As of May 2016 there were more than 67,000 NA meetings in 139 countries.
The third tradition of NA states that the only requirement for membership is "a desire to stop using." NA says its meetings are where members can "meet regularly to help each other stay clean". All facts and quotes presented in "The Narcotics Anonymous program" section, unless otherwise sourced, come from the Narcotics Anonymous (Basic Text) Membership in NA is free, and there are no dues or fees.
The foundation of the Narcotics Anonymous program is the Twelve Steps and Twelve Traditions. Narcotics Anonymous uses a slight variation of wording in both the Twelve Steps and Twelve Traditions, when compared to other Twelve Step groups.

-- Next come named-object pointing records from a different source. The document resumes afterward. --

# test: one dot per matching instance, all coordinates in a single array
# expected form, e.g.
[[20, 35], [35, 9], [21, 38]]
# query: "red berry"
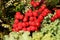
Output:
[[31, 18], [21, 17], [29, 29]]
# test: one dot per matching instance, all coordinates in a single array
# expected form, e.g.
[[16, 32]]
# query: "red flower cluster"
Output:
[[34, 4], [56, 16], [31, 20]]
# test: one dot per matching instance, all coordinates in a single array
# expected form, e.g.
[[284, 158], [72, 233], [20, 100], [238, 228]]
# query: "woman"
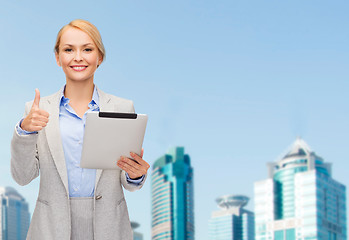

According to the Basic Text, Narcotics Anonymous "has no opinion on outside issues", including those of politics, science or medicine, and does not endorse any outside organization or institution. The fellowship does not promote itself, but rather attracts new members through public information and outreach. Individuals can also be compelled to attend by courts or rehab programs. NA groups and areas supply outside organizations with factual information regarding the NA program, and individual members may carry the NA message to hospitals and institutions, such as treatment centers and jails.
According to the philosophy of the NA program, most addicts did not realize they had a problem with drugs until they had none left. Even if other people pointed out they may have a drug problem they were convinced otherwise. But once an addict on his or her own tries to stop and realizes they cannot, they finally see that drugs have been controlling them. Addicts lived to use and used to live. NA helps show them a different way of life and helps them fight their disease. NA describes addiction as a progressive disease with no known cure, which affects every area of an addict's life: physical, mental, emotional, and spiritual. NA suggests that the disease of addiction can be arrested, and recovery is possible through the NA twelve-step program. The steps never mention drugs or drug use, rather they refer only to addiction, to indicate that addicts have a disease of which drug use is one symptom. Other symptoms include obsession, compulsion, denial, and self-centeredness.